A multinational company (MNC) is a firm that is based in one country (the parent country) and has production and marketing activities in one or more foreign (host) countries. More than 50 percent of the sales of firms such as Nestle, Electrolux, Unilever, Sony, Gillette, Colgate, Coca-Cola, and Caterpillar are made outside their parent countries.8 PepsiCo is Mexico’s largest consumer products company.
The traditional MNC tends to treat its foreign operations as distant appendages for producing products designed and engineered in the parent country. The firm’s nationality is clear.
Some of the terms used to describe an evolving type of MNC are borderless company, global company, World Company, transnational company, and stateless company. Such firms make decisions with little regard to national borders. Nestle, for example, has production operations in sixty-one countries. The headquarters, in Vevey, Switzerland, houses employees of some fifty different nationalities. The firm’s chief executive is German bom.”
Most foreign subsidiaries of U.S.-based MNCs are wholly owned. But there is a strong worldwide trend toward requiring joint ventures. In international business a joint venture is a partnership of two or more parties, based in different countries, who share ownership and control of the venture’s operations and property rights. Toys “51” Us entered Japan through a joint venture with McDonald’s of Japan, which is 50 percent owned by McDonald’s Corporation.
In a strategic alliance two or more firms may join together to share manufacturing, marketing, or research. Notice in the Sunkyong ad that this Korean firm is seeking to form alliances with U.S. firms. Often such efforts are called strategic partnering.
Foreign Manufacturing Operations
MNCs set up plants overseas for a variety of reasons. One is that growth in buying power in some countries creates enough demand to justify local production.
The growing spirit of nationalism, especially in less-developed countries (LDCs) that export raw materials, is another reason MNCs set up plants overseas. These countries want MNCs to set up plants in their countries instead of simply exporting their raw materials.

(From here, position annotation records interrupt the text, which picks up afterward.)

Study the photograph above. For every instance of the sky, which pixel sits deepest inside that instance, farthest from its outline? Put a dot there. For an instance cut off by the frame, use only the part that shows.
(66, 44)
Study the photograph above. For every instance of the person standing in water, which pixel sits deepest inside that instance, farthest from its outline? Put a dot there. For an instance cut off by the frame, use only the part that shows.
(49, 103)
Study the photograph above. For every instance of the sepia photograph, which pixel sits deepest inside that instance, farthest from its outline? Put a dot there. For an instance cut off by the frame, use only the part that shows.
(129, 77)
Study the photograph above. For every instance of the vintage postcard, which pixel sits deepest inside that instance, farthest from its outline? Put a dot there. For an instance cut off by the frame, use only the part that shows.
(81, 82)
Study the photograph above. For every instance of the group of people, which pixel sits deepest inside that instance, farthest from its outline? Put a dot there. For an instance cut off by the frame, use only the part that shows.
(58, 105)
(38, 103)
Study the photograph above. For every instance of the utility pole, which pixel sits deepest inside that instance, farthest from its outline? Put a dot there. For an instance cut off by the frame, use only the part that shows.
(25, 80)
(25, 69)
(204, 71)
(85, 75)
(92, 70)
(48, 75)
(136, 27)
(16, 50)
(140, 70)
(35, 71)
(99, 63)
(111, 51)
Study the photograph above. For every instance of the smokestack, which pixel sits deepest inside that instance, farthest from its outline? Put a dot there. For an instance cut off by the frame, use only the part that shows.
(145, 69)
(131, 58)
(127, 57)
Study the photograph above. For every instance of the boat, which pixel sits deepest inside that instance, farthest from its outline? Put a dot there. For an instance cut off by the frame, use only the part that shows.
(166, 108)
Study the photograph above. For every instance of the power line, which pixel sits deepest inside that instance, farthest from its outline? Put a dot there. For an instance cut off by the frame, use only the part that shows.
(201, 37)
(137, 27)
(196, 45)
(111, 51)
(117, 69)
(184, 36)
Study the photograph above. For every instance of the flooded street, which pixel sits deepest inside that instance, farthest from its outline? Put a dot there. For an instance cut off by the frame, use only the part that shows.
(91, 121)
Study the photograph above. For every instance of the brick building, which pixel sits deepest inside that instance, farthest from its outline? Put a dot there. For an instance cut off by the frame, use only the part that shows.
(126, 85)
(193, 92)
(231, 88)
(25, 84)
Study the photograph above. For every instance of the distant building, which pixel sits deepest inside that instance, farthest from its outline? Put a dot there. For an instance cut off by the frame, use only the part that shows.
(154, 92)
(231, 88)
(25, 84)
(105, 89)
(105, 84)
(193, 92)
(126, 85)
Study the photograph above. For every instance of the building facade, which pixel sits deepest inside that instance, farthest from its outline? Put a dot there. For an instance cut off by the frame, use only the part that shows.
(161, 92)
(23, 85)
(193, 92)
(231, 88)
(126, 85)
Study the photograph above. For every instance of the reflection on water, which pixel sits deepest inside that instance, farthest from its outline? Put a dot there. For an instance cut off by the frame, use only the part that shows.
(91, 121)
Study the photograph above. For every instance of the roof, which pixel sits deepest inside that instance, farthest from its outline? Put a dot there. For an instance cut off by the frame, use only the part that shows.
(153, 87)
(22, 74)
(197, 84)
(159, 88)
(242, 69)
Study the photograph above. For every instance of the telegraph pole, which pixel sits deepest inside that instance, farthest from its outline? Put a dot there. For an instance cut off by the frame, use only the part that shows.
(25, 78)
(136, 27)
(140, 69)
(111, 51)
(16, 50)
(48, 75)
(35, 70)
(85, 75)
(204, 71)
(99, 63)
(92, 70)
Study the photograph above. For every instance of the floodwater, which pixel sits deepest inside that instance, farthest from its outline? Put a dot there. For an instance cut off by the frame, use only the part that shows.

This creates jobs, increases the tax base, and gives the government some control over the MNC’s operations.
Another factor is the lower cost of producing in some countries. This can be due to lower labor costs, lower interest rates, lower taxes, government subsidies, and so on.

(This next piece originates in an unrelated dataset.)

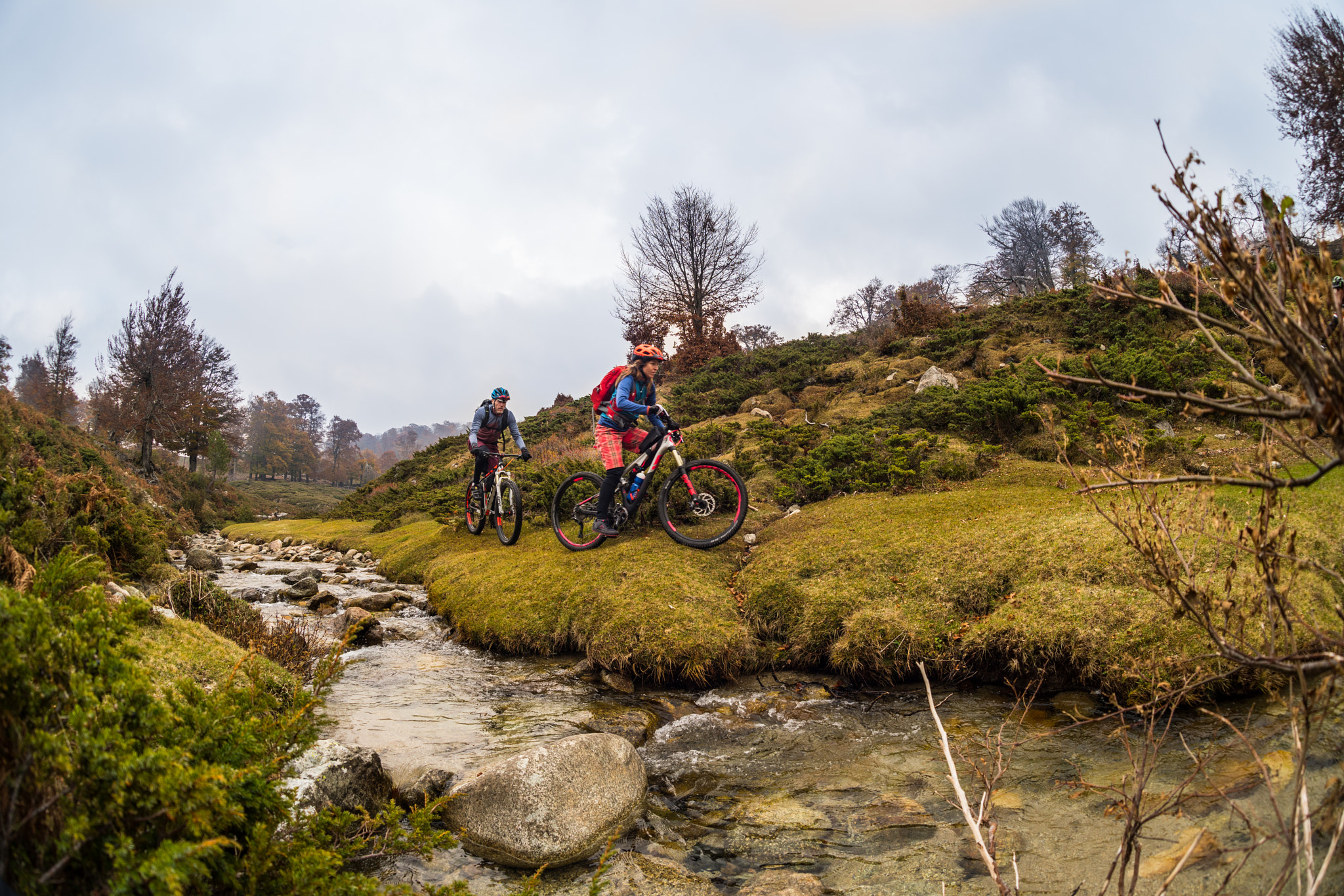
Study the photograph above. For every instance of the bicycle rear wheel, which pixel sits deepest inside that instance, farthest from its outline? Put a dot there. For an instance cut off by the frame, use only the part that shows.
(509, 519)
(704, 504)
(574, 511)
(474, 507)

Finally, the formation of regional trading blocs may favor foreign manufacturing operations. A regional trading bloc is a group of countries that agree to eliminate barriers to trade among member nations. For example, there are no tariffs on exports and imports of member countries of the European Community (EC), which is a regional trading bloc. All members also apply a common tariff on products entering from nonmember countries. Thus a U.S. exporter is at a disadvantage is competing with a French firm to export products to other EC countries (Belgium, Italy, Luxembourg, the Netherlands, Germany, Denmark, Ireland, the United Kingdom, Greece, Spain, and Portugal). Many U.S. firms have set up subsidiaries in the EC to get behind the tariff wall.
Foreign Operations in the United States
At the end of World War II, U.S.-based MNCs started making direct investments in many foreign countries. More recently, foreign-based MNCs have been making direct investments in the United States. Some foreign firms build plants here. Among them are Honda, Nissan, Toyota, and Mazda. BMW announced in the summer of 1992 that it would build a factory in South Carolina. Other firms buy and modernize existing plants. Some foreign investors buy U.S. government securities, stocks and bonds of U.S. corporations, and real estate. Today foreigners own such “American” firms as Carnation, Smith & Wesson, Chesebrough-Pond’s, Burger King, Pillsbury, and Wyndham Food, the San Francisco baker that makes Girl Scout cookies.